We currently use gnmic on our netflow* VMs to collect statistics from network devices using gnmic. The gnmic config on each VM is built by puppet, and includes an entry for each device under profile::netbox::data::network_devices for the local site. The code that builds this list is in modules/profile/manifests/gnmi_telemetry.pp:

Hash[String[3], Netbox::Device::Network] $infra_devices = lookup('profile::netbox::data::network_devices'),
$targets = Hash($infra_devices.filter |$device, $attributes| {
    $attributes['role'] in ['asw', 'cr', 'cloudsw'] and $attributes['site'] == $::site
}.values.map |$device| {
    ["${device['primary_fqdn']}:${ports[$device['manufacturer']]}",
    {'subscriptions' => $targets_sub[$device['manufacturer']]}]
})

That works well for the most part, however we have two "network POPs", which only have a single router on site, and no other infra thus no netflow VM. As a result we don't collect stats for either of those two routers from any of the existing netflow VMs.

So we need to modify the above code so that we can somehow manually add devices from specific non-local sites to certain VMs. For instance we should collect the eqord (Chicago) stats on netflow1002, and the eqdfw ones on netflow2003. Hopefully this won't be too easy though I'm not sure on the simplest way to structure the data/pupeptcode to do it.

Details

Event Timeline

cmooney triaged this task as Medium priority.

I'm assuming you meant "this won't be too hard", anyways the simplest solution off the top of my head would be to have a map network pop -> site in puppet and check against said map when picking devices.

Something else to consider is that metrics coming from said devices will have site label set to the site they are being scraped from. Not sure if this is a problem or not in practice though, as it breaks away a little from the current assumption/model.

I'm assuming you meant "this won't be too hard", anyways the simplest solution off the top of my head would be to have a map network pop -> site in puppet and check against said map when picking devices.

Haha yeah. Hopefully it won't be too hard :P I'll look at it in the coming days.

Something else to consider is that metrics coming from said devices will have site label set to the site they are being scraped from. Not sure if this is a problem or not in practice though, as it breaks away a little from the current assumption/model.

Yeah there are some drawbacks but we don't have much option.
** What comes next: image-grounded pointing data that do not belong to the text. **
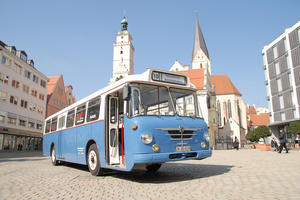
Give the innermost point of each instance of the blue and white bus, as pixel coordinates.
(141, 120)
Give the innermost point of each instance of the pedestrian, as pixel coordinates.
(274, 144)
(282, 138)
(236, 143)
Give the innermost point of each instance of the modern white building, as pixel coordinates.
(123, 58)
(281, 59)
(23, 96)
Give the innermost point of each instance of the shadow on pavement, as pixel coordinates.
(173, 172)
(21, 156)
(169, 172)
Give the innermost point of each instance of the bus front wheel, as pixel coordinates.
(94, 161)
(53, 156)
(153, 167)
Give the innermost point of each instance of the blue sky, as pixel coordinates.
(75, 38)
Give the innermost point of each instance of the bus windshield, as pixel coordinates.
(160, 100)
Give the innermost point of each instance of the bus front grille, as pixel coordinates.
(177, 135)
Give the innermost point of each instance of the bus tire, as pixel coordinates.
(93, 160)
(153, 167)
(53, 156)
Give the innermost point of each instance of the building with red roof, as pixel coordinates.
(56, 95)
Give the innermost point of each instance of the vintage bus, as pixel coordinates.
(139, 121)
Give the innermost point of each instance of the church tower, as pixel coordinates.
(200, 57)
(123, 54)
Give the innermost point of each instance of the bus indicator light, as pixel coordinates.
(155, 147)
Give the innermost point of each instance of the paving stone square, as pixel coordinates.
(231, 174)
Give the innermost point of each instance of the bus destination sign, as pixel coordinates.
(168, 78)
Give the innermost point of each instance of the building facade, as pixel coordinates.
(231, 111)
(281, 60)
(123, 58)
(199, 75)
(23, 93)
(69, 95)
(56, 95)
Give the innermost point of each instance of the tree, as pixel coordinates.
(262, 132)
(294, 128)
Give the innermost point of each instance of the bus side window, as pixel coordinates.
(70, 118)
(61, 122)
(93, 110)
(54, 124)
(47, 129)
(80, 115)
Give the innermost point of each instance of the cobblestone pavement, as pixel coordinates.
(244, 174)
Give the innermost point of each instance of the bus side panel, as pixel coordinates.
(68, 145)
(95, 132)
(48, 139)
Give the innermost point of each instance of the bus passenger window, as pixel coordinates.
(113, 111)
(80, 115)
(54, 124)
(61, 122)
(70, 118)
(93, 110)
(47, 130)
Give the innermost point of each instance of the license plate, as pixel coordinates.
(183, 148)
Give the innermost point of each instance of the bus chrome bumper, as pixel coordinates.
(168, 157)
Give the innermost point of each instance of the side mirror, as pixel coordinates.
(126, 92)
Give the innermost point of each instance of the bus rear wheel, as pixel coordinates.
(94, 161)
(153, 167)
(53, 156)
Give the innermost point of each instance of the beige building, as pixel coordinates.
(232, 116)
(23, 96)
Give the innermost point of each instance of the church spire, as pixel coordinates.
(199, 42)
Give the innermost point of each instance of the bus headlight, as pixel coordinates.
(207, 137)
(147, 138)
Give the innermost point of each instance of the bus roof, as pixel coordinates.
(165, 78)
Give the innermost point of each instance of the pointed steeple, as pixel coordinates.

The site is in all the device hostnames, so we can use a regex on the "target" tag in the prometheus metrics to restrict to a given site.
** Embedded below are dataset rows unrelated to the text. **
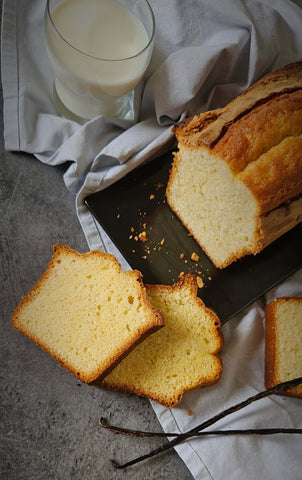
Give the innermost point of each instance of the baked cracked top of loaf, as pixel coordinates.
(259, 136)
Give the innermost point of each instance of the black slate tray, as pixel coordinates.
(137, 204)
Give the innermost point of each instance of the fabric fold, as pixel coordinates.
(206, 52)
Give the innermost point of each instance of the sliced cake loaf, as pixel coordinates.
(86, 313)
(181, 356)
(236, 180)
(283, 342)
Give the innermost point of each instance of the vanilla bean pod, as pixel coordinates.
(191, 433)
(250, 431)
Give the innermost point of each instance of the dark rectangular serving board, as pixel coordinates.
(137, 204)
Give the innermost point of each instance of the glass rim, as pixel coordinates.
(101, 58)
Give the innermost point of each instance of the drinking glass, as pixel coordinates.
(99, 51)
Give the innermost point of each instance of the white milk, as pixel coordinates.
(90, 57)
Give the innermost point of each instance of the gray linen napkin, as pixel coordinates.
(206, 52)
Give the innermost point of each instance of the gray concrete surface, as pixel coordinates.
(48, 419)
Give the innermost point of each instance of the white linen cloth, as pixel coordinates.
(206, 52)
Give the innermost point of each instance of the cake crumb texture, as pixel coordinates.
(86, 313)
(283, 343)
(181, 356)
(236, 179)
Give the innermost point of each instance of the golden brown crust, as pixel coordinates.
(169, 400)
(60, 251)
(211, 126)
(262, 145)
(271, 354)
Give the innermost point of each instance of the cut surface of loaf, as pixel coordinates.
(181, 356)
(236, 180)
(86, 313)
(283, 343)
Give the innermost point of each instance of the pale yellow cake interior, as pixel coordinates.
(215, 206)
(179, 357)
(288, 347)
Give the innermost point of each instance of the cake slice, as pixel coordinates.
(283, 343)
(181, 356)
(236, 180)
(86, 313)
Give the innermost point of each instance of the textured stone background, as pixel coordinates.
(48, 419)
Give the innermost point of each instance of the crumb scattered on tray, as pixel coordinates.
(194, 257)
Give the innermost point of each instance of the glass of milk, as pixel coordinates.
(99, 51)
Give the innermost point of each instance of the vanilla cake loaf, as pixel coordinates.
(181, 356)
(236, 180)
(283, 343)
(86, 313)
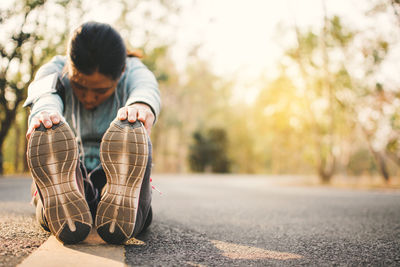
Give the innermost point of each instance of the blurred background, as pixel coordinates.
(306, 88)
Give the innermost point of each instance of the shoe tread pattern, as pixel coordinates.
(124, 155)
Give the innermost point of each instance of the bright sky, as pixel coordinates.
(241, 38)
(242, 35)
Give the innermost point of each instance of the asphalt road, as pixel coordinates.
(241, 221)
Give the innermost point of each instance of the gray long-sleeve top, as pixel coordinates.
(51, 91)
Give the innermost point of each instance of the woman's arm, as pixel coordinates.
(43, 98)
(144, 101)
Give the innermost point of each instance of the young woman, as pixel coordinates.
(89, 151)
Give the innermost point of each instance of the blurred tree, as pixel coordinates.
(209, 151)
(30, 43)
(318, 64)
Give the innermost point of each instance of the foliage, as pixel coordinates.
(209, 151)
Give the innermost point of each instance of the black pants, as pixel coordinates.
(98, 179)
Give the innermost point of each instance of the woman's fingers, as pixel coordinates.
(44, 117)
(122, 113)
(138, 111)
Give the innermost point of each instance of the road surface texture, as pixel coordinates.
(210, 220)
(19, 233)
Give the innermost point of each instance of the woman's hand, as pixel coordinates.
(138, 111)
(48, 119)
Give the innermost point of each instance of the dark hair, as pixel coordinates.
(97, 47)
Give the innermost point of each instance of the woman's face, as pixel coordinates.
(91, 90)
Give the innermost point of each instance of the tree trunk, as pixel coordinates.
(1, 162)
(24, 159)
(17, 158)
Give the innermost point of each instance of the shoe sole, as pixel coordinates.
(124, 155)
(52, 157)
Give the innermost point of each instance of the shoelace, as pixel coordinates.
(154, 188)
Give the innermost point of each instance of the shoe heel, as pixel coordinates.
(52, 158)
(124, 155)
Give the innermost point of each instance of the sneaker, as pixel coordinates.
(52, 158)
(124, 154)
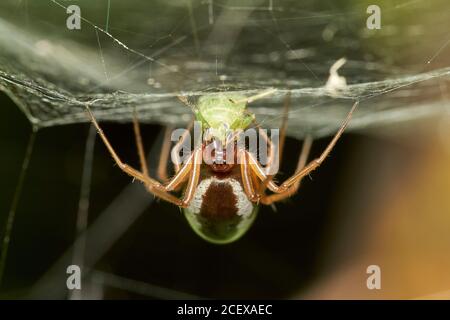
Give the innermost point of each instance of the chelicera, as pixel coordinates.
(220, 198)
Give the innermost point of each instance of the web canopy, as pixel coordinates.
(143, 54)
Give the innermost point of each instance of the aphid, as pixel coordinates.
(221, 197)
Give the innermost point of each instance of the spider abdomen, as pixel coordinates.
(220, 211)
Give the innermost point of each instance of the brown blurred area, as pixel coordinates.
(393, 210)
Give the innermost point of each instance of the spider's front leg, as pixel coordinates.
(190, 168)
(290, 186)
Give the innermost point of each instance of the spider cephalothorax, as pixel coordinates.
(221, 193)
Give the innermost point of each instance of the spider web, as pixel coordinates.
(119, 62)
(52, 72)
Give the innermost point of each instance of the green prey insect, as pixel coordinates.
(220, 196)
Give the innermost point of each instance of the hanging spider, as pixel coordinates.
(221, 199)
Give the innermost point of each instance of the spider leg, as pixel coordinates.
(151, 184)
(287, 102)
(247, 177)
(296, 178)
(164, 157)
(269, 199)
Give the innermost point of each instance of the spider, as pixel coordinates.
(220, 199)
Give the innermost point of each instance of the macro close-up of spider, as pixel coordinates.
(224, 150)
(221, 200)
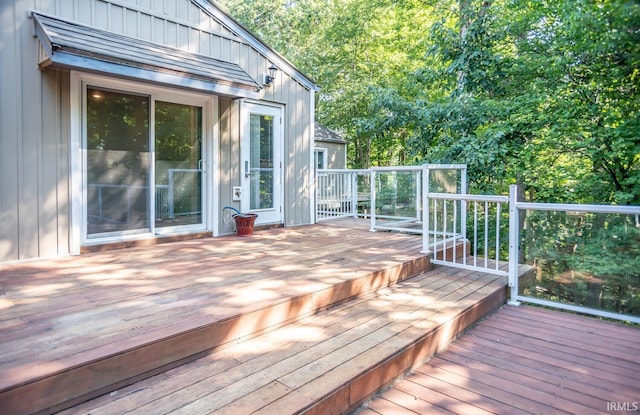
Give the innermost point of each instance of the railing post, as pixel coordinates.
(354, 194)
(514, 238)
(417, 176)
(372, 196)
(425, 209)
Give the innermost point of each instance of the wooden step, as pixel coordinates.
(328, 363)
(96, 323)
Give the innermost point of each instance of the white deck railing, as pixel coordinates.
(445, 234)
(341, 193)
(475, 232)
(514, 236)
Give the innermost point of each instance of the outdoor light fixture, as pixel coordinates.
(267, 79)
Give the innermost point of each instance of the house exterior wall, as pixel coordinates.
(35, 115)
(336, 154)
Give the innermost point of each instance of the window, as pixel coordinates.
(320, 156)
(143, 162)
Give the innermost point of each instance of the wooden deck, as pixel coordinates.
(309, 320)
(74, 328)
(525, 360)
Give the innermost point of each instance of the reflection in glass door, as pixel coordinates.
(128, 171)
(261, 161)
(261, 152)
(178, 164)
(117, 163)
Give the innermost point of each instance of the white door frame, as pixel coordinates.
(274, 215)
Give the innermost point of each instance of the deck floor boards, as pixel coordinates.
(525, 360)
(69, 309)
(306, 359)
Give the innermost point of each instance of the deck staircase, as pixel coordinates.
(324, 352)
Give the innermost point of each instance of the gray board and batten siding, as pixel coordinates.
(36, 187)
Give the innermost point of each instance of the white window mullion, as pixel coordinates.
(152, 161)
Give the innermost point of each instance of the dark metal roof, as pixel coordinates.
(322, 133)
(74, 45)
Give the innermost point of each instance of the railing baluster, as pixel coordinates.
(498, 213)
(475, 233)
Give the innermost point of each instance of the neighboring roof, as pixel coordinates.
(246, 34)
(74, 45)
(322, 133)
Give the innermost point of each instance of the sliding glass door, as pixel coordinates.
(178, 164)
(118, 162)
(143, 168)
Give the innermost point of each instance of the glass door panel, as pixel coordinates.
(261, 155)
(178, 164)
(118, 161)
(261, 162)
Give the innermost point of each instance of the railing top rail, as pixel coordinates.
(628, 210)
(445, 166)
(397, 168)
(469, 197)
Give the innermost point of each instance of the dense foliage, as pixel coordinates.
(545, 93)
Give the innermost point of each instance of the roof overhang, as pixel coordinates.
(75, 46)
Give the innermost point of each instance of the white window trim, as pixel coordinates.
(210, 176)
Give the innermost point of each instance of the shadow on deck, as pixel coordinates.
(312, 319)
Change #1113853 had a related patch set uploaded (by Cathal Mooney; author: Cathal Mooney):

[operations/puppet@production] Add gnmic collection for network POPs

https://gerrit.wikimedia.org/r/1113853

Change #1113853 merged by Cathal Mooney:

[operations/puppet@production] Add gnmic collection for network POPs

https://gerrit.wikimedia.org/r/1113853

cmooney claimed this task.

This is working now

image.png (532×1 px, 120 KB)